What is your pre-fight diet?

Robillard: These days I've been imbibing the "Steampunk Speedball," which as everyone knows is that heady mixture of absinthe and the vapours* collected from the offgassing plastic lawn furniture sold in the upper level of the Hawthorne Fred Meyer.
*the drink isn't prepared correctly if the recipe spells it vapor.
Poole: Other LDM competitors. And if that can't be arranged, snacks stolen from their purses.
McCann: Lolcats. I can has magically delicious!
Strayed: Kale. Quinoa. Water tinted with the menstrual blood of a virgin.

What is your fighting strategy?

Robillard: When I face my enemies in the pit I will embody the spirit of the modern Republican Party: accidentally burn the place down and call it victory.
Poole: 1.Lie. 2.Cheat. 3.Gamble 4. Cry. 5. Wet Pants. 6. Take undue credit.
McCann: Never go to bed angry.
Strayed: In the words of Winston Churchill: "Never, never, never give up."
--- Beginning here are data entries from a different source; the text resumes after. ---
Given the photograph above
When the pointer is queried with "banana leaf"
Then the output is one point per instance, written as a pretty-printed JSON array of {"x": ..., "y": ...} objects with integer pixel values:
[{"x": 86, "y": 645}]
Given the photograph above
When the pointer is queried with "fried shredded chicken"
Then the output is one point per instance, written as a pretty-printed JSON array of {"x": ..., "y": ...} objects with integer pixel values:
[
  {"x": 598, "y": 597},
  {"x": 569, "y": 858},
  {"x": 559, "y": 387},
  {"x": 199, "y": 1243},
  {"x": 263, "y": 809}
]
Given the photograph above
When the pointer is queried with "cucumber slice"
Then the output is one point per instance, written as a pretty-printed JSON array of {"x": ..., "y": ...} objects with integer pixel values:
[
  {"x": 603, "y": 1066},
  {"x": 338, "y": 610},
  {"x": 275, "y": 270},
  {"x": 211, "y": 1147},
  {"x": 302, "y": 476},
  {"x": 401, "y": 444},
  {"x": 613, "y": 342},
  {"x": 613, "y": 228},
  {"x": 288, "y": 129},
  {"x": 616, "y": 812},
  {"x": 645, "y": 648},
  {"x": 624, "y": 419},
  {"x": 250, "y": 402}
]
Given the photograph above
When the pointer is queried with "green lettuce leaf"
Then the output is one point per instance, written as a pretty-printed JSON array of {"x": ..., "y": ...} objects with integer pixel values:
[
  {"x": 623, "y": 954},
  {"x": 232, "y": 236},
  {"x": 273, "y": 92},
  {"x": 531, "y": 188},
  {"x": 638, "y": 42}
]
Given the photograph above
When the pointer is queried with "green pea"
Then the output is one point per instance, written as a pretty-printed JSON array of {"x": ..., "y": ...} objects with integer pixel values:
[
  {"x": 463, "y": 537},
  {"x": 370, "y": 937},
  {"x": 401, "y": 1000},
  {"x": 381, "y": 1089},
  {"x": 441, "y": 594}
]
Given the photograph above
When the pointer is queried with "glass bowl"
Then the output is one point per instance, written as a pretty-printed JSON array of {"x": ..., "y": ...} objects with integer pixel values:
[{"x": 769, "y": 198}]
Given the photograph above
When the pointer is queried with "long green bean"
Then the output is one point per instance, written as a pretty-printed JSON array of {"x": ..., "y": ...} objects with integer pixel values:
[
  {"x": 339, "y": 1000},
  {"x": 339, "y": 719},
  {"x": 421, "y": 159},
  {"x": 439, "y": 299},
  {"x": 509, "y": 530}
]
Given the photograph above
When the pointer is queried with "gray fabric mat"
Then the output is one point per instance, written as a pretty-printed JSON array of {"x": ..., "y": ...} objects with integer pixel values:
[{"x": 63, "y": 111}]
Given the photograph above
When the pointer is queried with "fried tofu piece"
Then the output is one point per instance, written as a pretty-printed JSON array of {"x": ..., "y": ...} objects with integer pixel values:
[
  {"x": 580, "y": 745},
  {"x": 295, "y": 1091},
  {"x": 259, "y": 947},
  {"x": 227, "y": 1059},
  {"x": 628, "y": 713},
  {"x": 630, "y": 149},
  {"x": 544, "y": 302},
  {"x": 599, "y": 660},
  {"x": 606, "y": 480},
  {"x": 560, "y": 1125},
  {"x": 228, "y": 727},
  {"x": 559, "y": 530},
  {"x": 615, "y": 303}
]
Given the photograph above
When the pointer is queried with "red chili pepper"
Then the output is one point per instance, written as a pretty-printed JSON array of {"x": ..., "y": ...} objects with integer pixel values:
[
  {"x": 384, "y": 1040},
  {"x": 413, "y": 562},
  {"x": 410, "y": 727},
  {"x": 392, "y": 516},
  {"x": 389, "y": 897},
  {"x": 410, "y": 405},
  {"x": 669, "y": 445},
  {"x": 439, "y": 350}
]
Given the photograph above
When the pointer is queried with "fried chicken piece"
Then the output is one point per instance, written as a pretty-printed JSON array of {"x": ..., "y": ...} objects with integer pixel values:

KUMITE! KUMITE! G. Xavier "Ro-beast" Robillard vs. Scott "Poetor the Destroyer" Poole.

Which competitor do you consider your greatest threat?

Robillard: The literary scene in Portland is quite tight, and everyone's either worked with/performed with and/or accidentally boinked everyone else. I've had the pleasure of doing at least two out of the three with both Scott and Cheryl. Though I would never underestimate them, Ms. McCann is the masked Gladiatrix. An Irish journalist? Seriously? There's that sexy accent and she'll spin some delightful story about the small village of Clondrohid O'er Colcannon where the townspeople gathered together to levitate a church so they could free a group of trapped clover miners.
It's better than 'French Poet,' but since the LDM organizers were drawing nationalities and professions out of the Scrabble bag I was hoping for someone more along the lines of 'Ukrainian Gynecologist.'
Poole: Greg Robillard. He is the 'x' factor because he regularly wears a cape. Also he's been known to wear Superman Underoos over his jeans. Even at Whole Foods. This worries me.
McCann: G. Xavier Robillard. He's been trying to intimidate me in 140 characters or less.
Strayed: Threat?

Any last fighting words?

Robillard: I'd like to quote convicted gambler/baseball enthusiast Pete Rose, who said, “I'm just like everybody else. I have two arms, two legs and four-thousand hits.”
Poole: As the philospher Chewbacca once said, “Hmmmmwwhhhheeewwhhhhmmmmmmwwwhhhheee.”
McCann: Ask me hoop.
Strayed: Though I'm the only competitor who hasn't slept with all three of the judges (at the same time), I'm confident I'll take the day.